Dealing with Undocumented Field Device Changes
Field device parameter alterations persist across industries despite the potentially enormous problems they can cause. The good news: fixing the problem isn't difficult. The bad news: the options and concerns surrounding selection of the right correction method are nearly limitless.
The most popular subject of discussion in 2009 on Control Engineering ’s Facebook and LinkedIn groups (see box for direct links) grew out of the following discussion post: Should operators be free to make their own changes to instrumentation settings, or should this be subject to more formal change management?
On our LinkedIn group alone, this topic drew more than 100 comments.

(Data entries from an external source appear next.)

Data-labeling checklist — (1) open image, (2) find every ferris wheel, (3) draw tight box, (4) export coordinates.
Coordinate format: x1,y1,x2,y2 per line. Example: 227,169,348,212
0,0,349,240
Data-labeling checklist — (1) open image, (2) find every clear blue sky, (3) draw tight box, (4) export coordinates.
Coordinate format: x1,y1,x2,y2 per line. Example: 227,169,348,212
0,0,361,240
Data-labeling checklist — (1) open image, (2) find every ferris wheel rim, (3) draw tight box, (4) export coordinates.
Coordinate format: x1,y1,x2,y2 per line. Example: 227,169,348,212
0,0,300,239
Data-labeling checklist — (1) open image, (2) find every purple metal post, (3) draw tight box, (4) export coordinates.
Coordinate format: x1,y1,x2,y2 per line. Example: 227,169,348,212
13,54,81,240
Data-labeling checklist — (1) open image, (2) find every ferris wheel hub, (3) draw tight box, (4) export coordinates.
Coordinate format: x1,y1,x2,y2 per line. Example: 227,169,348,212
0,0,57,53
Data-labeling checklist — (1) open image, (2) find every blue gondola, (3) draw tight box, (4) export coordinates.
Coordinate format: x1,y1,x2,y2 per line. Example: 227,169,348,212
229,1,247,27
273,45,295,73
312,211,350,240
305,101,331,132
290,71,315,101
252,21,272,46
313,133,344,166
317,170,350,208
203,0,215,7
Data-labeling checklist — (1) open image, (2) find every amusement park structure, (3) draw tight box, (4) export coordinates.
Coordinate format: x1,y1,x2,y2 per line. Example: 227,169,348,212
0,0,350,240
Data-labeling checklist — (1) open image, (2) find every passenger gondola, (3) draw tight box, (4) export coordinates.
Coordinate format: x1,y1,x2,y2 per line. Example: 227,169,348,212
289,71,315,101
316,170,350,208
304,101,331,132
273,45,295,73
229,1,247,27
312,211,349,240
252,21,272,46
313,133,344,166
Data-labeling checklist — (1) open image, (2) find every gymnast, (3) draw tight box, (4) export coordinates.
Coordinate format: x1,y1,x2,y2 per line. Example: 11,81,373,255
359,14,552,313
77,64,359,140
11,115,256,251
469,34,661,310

This discussion got its start after we heard about an increasing number of instances in which operators were adjusting instruments in the field — usually to reduce nuisance alarms — but without making a corresponding database change. When this happens, no one else is aware of the change, and if a process tied to one of those instruments goes out of spec due to that change, correcting it can become a complex process since no notice of the change is reflected in the database.
To summarize this wide-ranging discussion, I’ve collected some of the more salient points and grouped them into the four areas under which most of the comments seemed to fall — impact on controls; instrumentation and software tools; procedures; and ultimate responsibility.
Impact on controls
The fact that so many embedded control issues can be affected by ill-advised and undocumented instrumentation changes, led Allan Gibson , senior consultant and functional safety engineer with Invensys, to assert that making tuning changes and tracking those changes are “one of the critical tasks” of an operator.
“No alarm setting should be changed without a careful analysis,” said Gibson. “If the alarm is so non-critical and such a nuisance that the operators are given authority to change it, then the first question should be: Why is there an alarm in the first place? Alarms should always indicate a loss of control, and no alarm should be installed without an automated layer of control preventing it from being generated under normal operating conditions. Frequent alarms are a sign of either a failed control system or a failed instrumentation strategy and, in either case, the instrumentation or DCS engineer should have this as his (or her) highest priority to fix.”
Bill Hollifield , principal alarm management and HMI consultant at PAS, argues against such changes “because proper tuning is accomplished by an engineering methodology, not by intuition.
“Allowing operators to change settings means that an operator coming on shift has no idea where hundreds of alarms are set,” Hollifield said. “The setting of individual preferences as alarm limits results in sub-optimization of the process, causes shift-based process variation, introduces non-rationalized alarms, contributes to alarm floods, and is therefore not in keeping with best practices. And since security settings for control of alarm setpoint change are not always effective, that is why the use of automated audit and enforcement mechanisms to ensure proper alarm setpoints has become common.”
Hardware and software tools
Increasing the variability of an operation’s outcome is yet another cause for concern when operators adjust field devices without noting the change in the database.
Charles Cohon , president and founder, Prime Devices Corp., offered this example: “An assembly line operator is responsible for drilling a hole inside a circle with a half inch radius. When that operator drills a hole at the extreme left edge of the tolerance, the operator’s instinct suggests that the drill should be repositioned a half inch to the right because 'the hole seemed so very far off center.’ By repositioning the drill each time the hole is at the extreme edge of the tolerance, the tolerance goes from being within a circle with a half inch radius to being within a circle with one inch radius. In other words, the operator who chases the optimal results actually increases the range of potential outcomes (variability) fourfold.”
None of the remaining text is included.